In July 2019, Microsoft announced a new and fourth pillar to its AI for Good portfolio, the $125 million, five-year commitment to use artificial intelligence to tackle some of society’s biggest challenges. This new pillar will focus on AI for Cultural Heritage, and use AI to work with non–profits, universities, and governments to help preserve the languages we speak, the places we live, the artifacts we treasure and celebrate the people who have made an impact.
The program will build upon previous efforts including those in New York, with The Metropolitan Museum of Art and MIT; in Paris with the Musée des Plans-Reliefs; and in southwestern Mexico, where Microsoft is engaged as part of ongoing efforts to preserve languages.
AI is also a creative force able to compose music, write novels and paint pictures.

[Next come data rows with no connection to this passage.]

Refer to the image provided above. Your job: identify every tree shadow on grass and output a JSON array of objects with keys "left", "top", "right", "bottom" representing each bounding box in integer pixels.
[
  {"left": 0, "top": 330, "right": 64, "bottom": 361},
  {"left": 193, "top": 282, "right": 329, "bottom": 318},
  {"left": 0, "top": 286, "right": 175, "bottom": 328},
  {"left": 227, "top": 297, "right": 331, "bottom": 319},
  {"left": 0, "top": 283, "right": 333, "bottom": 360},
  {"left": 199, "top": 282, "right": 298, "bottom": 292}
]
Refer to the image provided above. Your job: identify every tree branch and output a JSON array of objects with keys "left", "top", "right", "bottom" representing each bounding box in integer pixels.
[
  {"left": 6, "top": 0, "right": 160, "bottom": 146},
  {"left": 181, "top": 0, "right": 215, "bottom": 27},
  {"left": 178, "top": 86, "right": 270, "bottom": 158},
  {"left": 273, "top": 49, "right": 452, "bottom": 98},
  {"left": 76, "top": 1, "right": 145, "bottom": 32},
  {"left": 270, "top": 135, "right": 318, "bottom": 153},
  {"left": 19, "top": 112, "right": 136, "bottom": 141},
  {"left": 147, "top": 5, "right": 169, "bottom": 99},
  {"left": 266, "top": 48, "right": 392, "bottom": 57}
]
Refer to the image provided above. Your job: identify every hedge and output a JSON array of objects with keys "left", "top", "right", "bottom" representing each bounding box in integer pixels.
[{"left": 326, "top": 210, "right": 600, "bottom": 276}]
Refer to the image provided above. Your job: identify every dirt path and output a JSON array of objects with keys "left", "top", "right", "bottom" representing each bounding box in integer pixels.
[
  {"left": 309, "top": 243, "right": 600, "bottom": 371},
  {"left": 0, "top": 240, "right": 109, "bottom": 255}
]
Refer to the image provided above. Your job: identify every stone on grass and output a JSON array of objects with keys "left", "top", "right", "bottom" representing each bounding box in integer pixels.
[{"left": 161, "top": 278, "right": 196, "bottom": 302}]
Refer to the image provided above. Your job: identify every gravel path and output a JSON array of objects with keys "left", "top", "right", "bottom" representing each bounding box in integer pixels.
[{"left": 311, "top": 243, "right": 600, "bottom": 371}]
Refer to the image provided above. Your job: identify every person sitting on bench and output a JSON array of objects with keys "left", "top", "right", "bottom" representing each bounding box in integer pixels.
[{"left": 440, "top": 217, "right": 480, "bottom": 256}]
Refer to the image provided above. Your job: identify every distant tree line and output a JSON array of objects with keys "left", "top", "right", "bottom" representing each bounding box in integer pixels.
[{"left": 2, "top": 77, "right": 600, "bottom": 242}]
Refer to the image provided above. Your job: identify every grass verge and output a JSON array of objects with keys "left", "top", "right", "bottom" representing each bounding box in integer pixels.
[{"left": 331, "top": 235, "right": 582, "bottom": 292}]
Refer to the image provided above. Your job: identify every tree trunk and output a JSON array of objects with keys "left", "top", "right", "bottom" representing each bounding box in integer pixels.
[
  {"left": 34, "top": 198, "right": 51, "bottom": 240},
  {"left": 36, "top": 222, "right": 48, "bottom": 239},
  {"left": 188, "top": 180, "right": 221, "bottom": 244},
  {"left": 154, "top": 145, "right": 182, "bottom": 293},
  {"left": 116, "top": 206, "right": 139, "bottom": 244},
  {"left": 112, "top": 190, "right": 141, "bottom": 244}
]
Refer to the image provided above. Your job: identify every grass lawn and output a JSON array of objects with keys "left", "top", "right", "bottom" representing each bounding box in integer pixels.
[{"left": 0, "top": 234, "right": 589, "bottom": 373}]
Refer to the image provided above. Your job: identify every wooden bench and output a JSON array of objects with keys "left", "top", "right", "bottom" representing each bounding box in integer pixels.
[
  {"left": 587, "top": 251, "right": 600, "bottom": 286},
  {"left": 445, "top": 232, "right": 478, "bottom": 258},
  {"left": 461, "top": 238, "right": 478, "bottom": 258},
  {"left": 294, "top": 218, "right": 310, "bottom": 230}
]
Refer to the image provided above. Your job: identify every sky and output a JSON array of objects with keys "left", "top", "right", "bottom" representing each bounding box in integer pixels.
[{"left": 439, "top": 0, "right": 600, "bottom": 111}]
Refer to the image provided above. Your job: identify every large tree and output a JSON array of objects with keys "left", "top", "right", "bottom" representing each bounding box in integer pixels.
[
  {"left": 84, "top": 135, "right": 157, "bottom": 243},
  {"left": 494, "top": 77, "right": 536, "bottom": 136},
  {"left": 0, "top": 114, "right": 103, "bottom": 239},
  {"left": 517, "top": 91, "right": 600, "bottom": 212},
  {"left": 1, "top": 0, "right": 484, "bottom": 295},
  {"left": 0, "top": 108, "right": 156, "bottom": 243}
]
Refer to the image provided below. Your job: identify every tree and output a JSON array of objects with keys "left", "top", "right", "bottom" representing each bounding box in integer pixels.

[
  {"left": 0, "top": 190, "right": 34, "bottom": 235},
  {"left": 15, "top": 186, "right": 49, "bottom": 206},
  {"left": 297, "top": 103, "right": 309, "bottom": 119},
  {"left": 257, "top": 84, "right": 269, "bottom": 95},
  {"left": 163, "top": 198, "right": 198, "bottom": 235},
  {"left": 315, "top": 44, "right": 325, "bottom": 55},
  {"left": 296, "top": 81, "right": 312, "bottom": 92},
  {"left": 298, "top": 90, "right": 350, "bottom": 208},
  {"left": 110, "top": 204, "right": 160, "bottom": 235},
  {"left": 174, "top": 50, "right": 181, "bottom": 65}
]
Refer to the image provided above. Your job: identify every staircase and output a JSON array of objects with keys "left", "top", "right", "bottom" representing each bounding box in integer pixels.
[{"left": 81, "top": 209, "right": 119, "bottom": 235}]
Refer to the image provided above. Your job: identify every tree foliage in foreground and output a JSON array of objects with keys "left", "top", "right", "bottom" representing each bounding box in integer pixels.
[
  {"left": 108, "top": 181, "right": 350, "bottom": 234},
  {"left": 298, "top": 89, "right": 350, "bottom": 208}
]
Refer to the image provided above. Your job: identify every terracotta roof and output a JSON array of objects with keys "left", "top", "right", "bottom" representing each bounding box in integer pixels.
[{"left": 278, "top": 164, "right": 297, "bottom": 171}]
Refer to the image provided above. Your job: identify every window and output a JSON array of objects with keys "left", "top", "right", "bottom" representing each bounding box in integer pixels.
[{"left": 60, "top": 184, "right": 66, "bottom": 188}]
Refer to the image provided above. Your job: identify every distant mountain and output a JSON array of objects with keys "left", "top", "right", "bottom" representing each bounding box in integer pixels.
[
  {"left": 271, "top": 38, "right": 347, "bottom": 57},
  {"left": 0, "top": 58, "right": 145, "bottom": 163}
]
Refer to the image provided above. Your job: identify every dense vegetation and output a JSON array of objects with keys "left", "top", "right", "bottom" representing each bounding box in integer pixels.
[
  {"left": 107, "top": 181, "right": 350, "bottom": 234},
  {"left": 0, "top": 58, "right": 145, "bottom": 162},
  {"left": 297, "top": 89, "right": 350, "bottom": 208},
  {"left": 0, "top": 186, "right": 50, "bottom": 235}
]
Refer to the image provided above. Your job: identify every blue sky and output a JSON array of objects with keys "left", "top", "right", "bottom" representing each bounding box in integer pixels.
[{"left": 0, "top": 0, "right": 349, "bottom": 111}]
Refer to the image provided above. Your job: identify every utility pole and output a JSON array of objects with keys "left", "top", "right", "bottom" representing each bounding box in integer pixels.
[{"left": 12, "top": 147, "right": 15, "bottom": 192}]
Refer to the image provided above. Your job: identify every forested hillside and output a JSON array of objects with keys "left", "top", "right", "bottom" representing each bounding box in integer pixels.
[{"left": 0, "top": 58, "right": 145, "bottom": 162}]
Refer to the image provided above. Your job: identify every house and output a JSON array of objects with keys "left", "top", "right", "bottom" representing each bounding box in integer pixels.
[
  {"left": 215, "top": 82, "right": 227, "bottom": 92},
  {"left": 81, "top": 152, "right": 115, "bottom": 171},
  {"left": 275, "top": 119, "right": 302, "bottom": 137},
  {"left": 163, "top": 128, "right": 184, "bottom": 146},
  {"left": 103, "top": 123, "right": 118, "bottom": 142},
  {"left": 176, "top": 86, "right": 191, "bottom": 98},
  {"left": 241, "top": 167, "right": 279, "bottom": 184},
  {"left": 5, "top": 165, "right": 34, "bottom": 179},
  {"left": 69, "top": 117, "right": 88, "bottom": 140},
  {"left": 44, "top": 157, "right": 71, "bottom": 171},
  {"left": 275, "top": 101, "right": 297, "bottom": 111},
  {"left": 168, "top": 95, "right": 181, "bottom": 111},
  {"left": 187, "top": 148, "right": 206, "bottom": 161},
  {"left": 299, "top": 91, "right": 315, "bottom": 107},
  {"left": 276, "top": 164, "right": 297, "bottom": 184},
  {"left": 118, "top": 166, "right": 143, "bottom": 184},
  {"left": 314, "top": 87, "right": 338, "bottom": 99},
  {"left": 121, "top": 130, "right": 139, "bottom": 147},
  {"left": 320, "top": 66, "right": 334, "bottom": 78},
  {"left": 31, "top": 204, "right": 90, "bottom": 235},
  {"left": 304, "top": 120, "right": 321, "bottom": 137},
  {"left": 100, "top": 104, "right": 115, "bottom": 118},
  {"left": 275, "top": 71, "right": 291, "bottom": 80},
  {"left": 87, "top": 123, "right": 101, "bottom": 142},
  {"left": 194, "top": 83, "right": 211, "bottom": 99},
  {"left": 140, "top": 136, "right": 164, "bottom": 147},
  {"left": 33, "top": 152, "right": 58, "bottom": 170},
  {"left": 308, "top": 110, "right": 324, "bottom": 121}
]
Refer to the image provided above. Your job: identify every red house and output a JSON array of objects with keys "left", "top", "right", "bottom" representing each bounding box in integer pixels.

Here are seven examples of how AI is enriching our cultural lives.
The great buildings and historical sites of the world may attract millions of tourists a year, but many more people have only seen pictures. That is beginning to change.
Microsoft AI is being used to help preserve records of historic sites and bring people closer to some of the wonders of the world. Teams from the French company Iconem have used cameras and drones to create 3-D digital models of landmarks from Cambodia to Syria.

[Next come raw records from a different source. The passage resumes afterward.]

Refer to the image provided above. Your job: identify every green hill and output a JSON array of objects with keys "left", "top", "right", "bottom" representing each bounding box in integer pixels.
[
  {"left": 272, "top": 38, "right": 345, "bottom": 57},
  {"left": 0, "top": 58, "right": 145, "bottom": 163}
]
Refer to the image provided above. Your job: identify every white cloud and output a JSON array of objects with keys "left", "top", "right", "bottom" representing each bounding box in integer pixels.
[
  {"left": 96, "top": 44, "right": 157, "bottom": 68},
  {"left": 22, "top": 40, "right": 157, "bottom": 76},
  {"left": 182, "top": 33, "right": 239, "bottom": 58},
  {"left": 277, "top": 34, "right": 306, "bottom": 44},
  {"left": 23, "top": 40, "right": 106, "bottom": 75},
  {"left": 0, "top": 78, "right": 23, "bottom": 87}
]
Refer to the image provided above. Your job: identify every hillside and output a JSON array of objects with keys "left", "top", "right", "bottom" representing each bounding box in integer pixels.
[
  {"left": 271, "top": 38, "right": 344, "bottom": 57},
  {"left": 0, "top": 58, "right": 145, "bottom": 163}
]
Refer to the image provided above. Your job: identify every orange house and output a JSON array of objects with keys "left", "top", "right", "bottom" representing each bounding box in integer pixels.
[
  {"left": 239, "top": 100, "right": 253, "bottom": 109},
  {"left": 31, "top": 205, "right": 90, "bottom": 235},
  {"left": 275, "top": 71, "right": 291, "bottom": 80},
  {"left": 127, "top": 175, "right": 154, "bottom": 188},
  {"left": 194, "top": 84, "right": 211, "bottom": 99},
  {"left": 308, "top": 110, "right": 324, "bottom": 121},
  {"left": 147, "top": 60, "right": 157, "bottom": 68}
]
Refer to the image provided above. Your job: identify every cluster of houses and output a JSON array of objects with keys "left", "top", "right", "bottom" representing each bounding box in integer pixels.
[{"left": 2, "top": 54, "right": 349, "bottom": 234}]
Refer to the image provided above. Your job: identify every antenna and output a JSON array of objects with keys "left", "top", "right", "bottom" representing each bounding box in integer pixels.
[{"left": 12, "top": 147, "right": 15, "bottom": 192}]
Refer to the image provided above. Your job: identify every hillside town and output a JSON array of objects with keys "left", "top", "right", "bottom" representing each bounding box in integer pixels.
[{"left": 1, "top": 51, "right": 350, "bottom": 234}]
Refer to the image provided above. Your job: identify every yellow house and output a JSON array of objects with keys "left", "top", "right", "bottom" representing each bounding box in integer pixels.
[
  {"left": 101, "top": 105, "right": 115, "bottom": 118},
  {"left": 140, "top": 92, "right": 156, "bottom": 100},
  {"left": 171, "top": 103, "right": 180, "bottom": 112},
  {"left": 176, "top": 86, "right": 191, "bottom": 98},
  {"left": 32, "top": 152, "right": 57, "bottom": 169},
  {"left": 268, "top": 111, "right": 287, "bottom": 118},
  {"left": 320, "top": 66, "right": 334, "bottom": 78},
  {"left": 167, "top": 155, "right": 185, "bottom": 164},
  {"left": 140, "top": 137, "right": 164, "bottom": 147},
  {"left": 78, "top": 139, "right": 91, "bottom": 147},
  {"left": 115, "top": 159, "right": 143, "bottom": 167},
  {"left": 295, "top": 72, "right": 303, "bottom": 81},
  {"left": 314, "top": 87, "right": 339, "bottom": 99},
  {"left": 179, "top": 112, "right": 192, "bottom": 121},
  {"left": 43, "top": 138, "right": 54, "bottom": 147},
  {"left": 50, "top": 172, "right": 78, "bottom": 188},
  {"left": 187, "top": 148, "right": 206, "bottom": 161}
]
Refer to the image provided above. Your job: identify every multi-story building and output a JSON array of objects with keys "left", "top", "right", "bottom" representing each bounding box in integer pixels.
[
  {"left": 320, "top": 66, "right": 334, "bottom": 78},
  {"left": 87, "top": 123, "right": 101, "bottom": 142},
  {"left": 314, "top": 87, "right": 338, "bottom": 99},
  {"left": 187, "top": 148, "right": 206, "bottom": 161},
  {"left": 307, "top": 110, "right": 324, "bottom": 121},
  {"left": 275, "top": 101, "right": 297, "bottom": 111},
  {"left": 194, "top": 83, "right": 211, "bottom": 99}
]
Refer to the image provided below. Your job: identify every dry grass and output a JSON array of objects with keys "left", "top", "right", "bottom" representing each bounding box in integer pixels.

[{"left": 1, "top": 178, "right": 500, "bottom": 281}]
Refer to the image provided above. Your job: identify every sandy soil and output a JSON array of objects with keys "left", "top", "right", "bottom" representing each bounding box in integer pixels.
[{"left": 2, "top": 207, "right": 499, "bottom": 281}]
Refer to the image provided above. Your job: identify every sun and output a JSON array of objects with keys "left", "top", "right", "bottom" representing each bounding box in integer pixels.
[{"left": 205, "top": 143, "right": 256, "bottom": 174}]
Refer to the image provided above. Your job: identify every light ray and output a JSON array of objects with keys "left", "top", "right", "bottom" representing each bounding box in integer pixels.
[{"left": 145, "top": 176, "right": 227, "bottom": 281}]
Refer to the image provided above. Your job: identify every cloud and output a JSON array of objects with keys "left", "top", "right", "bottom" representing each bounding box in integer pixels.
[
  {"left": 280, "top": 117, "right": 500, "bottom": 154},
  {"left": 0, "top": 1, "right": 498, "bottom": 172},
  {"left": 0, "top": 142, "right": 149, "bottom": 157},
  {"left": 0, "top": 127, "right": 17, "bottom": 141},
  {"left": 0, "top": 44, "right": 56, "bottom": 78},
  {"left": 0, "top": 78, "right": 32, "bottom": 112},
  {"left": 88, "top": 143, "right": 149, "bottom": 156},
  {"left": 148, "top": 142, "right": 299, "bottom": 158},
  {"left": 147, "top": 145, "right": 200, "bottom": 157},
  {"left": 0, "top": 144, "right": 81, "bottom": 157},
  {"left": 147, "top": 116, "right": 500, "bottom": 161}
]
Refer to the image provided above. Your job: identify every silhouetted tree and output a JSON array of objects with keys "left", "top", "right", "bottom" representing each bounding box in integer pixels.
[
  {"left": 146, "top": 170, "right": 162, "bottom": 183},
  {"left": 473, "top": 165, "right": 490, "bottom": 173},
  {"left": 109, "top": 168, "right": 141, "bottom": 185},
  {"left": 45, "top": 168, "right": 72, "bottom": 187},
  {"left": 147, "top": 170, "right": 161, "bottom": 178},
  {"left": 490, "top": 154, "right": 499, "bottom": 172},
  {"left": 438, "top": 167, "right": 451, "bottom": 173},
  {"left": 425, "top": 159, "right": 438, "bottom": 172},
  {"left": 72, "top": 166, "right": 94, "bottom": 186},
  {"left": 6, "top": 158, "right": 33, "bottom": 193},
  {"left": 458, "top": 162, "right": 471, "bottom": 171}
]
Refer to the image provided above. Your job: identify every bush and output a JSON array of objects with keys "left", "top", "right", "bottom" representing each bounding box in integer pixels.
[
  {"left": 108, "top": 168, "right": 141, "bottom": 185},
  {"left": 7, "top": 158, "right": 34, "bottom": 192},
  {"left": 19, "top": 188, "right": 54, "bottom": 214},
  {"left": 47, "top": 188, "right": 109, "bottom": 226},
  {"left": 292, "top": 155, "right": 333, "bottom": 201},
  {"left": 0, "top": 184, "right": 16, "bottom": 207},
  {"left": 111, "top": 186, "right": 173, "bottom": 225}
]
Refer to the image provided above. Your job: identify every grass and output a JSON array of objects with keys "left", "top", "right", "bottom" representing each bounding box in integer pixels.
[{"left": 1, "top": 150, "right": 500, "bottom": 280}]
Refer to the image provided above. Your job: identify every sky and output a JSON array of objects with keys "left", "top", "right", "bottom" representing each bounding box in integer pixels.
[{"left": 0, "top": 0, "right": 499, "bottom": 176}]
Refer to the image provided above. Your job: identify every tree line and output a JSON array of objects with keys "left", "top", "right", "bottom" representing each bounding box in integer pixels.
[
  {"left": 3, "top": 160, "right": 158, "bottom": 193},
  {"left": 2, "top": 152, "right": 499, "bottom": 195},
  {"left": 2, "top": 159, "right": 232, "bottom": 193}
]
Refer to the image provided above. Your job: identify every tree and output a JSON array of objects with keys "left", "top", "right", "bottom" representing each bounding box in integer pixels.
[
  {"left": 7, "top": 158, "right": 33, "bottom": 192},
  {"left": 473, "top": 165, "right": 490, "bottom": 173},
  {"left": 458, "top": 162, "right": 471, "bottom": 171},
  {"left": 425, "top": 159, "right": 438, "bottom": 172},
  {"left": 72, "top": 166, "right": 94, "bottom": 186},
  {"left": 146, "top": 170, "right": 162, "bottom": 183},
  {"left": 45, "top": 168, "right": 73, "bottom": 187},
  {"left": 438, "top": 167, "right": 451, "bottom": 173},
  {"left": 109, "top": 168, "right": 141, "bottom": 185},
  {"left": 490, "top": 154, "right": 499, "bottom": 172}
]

In Paris at the Musée des Plans-Reliefs, Microsoft partnered with Iconem and HoloForge Interactive to create an immersive experience using mixed reality and AI that pays homage to the French cultural icon Mont-Saint-Michel, off the coast of Normandy.
The Metropolitan Museum of Art launched its Open Access initiative in 2017, making all images and data relating to public-domain artworks in its vast collection available to everyone online. The Met recently collaborated with Microsoft and the Massachusetts Institute of Technology to help take this initiative to the next level, using artificial intelligence to explore new ways for global audiences to discover, learn and create with one of the world’s foremost art collections.
There are more than 7,000 languages in the world, a third of which have fewer than 1,000 people who continue to speak them. In southwestern Mexico, Microsoft is engaged as one of the community partners in efforts to preserve languages spoken in the region, specifically Yucatec Maya and Queretaro Otomi. By using AI, Microsoft has helped to protect endangered languages.
Enigmatic expressions like those worn by the “Mona Lisa” or seen on the faces of countless statues of Buddha, invite the viewer to speculate on what the subjects was thinking or feeling.
But researchers in Japan are revolutionizing the way we think about this phenomenon, using facial recognition software. They used Azure Cognitive Services Face API to analyze 200 statues of Buddha, including the mysterious expressions of the Ashura Buddha at the Kofukuji Temple in Nara.
Traditionally, Buddhist statues would have shown faces devoid of emotion. But in their creation, the Kofukuji statues’ faces may have been influenced by their sculptors’ moods and may carry traces of detectable emotion, which the project sought to investigate. The aim of the project was “to provide people with a means for reaffirming the beauty of Buddhism,” according to Professor Syun’ichi Sekine.